2) The bride and groom, like all married couples in France, were wed in a civil ceremony back in March. That was a much smaller affair, but still included immediate family members and godparents. It took place at the City Hall of Neuilly, the suburb just outside Paris where our friend Olivia lives. The bigger event (which we and about 175 other people were attending) was held in a church that is almost 700 years old, built back in the days when Roman Catholic popes lived and ruled from their palace in Avignon (just across the river) from the church town.
3) The church service, naturally, was entirely in French, and I didn’t recognize a single hymn.
4) Even though it was close to 100 degrees outside (and pretty toasty inside the church), the vast majority of the men (young and old) wore suits. Ladies got to wear much skimpier outfits.
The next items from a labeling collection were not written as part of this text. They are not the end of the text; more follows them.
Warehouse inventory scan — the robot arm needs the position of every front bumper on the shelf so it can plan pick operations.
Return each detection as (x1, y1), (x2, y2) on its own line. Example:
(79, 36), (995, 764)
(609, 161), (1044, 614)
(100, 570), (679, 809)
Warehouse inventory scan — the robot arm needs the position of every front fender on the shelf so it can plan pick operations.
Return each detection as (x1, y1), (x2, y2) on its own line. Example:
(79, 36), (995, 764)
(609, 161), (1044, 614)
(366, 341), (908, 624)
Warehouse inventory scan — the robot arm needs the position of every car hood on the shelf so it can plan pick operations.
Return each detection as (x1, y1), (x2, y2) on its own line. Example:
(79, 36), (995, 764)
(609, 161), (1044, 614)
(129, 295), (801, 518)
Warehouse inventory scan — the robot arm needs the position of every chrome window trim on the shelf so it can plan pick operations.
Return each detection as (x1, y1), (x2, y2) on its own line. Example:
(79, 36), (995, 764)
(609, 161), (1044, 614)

5) The service was supposed to start at 3:30, but for 5 or 10 minutes past that hour, many guests stood in the main aisle and pews, socializing. (Some of the young guys took off their suit coats for this part.)
6) Most of the wedding party zoomed up the aisle briskly, paired up in ways that seemed eccentric to our American eyes: the groom escorting his mother to her seat in the first pew on the right side of the church; followed by the bride’s and groom’s sisters, escorted by their romantic partners also to seats in the first two pews; the groom’s father escorting the bride’s mother; two female and and two male “witnesses” each with escorts, and finally no less than seven adorable little boys (the offspring of the bride’s two sisters). In the program they were identified as enfants ‘d’honneur (literally, children of honor).
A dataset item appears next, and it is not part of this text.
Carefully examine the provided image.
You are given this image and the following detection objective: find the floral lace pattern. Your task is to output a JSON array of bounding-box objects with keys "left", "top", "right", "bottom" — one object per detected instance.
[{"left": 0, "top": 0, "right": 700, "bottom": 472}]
The bride and her father did move at a more stately pace, however.
7) There were NO flower girls (but many comments about how Paul-Louis and Candice need to make up for the dearth of family females).
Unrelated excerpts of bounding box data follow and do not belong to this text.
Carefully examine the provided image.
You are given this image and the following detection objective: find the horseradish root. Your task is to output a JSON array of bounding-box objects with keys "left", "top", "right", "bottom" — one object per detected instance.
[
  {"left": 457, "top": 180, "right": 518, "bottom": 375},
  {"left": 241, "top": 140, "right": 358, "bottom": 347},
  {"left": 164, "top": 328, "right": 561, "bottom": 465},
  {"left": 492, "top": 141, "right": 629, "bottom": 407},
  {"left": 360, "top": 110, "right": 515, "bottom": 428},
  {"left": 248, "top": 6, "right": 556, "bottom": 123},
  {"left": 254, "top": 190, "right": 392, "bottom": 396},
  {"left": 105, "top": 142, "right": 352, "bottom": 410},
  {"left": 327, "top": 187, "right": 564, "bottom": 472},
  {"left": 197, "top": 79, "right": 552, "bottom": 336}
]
8) Most alien to our eyes: after the marriage ceremony and Mass, no permission from the priest for the groom to kiss the bride, and no ceremonial striding of the couple down the aisle to the strains of Mendelssohn. Instead, the bride and groom had to sign some sort of register off one of the side aisles, and while they attending to this, the guests gradually got to their feet and straggled out the front door of the church.
9) The big finale instead came when the groom and bride walked down the aisle of the almost-empty church and emerged onto the front step, where almost everyone pelted them with white rose petals. (Everyone except for clueless Steve and me, still inside the church, confused about what was going on.)
10) The bride and groom drove off in a classic white French Deux Chevaux (their equivalent of our Model T).
A little while later, everyone converged on a domaine on the island in the middle of the Rhone River between Avignon and Villeneuve Les Avignons, and the reception festivities played out there. These were splendid: first cocktails on a huge lawn under enormous trees, then a very formal sit-down dinner, followed by dancing. The food and wine were superb. The speeches (as far as my French went in understanding them) were witty and articulate. And once again, we were fascinated by the cultural differences. Including: When Paul-Louis and Candice joined the party, the DJ in the room cued up music and everyone rose to their feet, twirling their napkins over their heads. This went on for quite a while.
The dinner and speeches lasted from 8 pm until about 12:30 am. Only THEN did the dancing begin!
I couldn’t resist joining in for 3 or 4, but Steve and I were pretty tired by then. We tumbled into bed about 1:30, but then arose again fairly early to join the brunch back at the domaine.
All weddings are special. This was was sure no exception.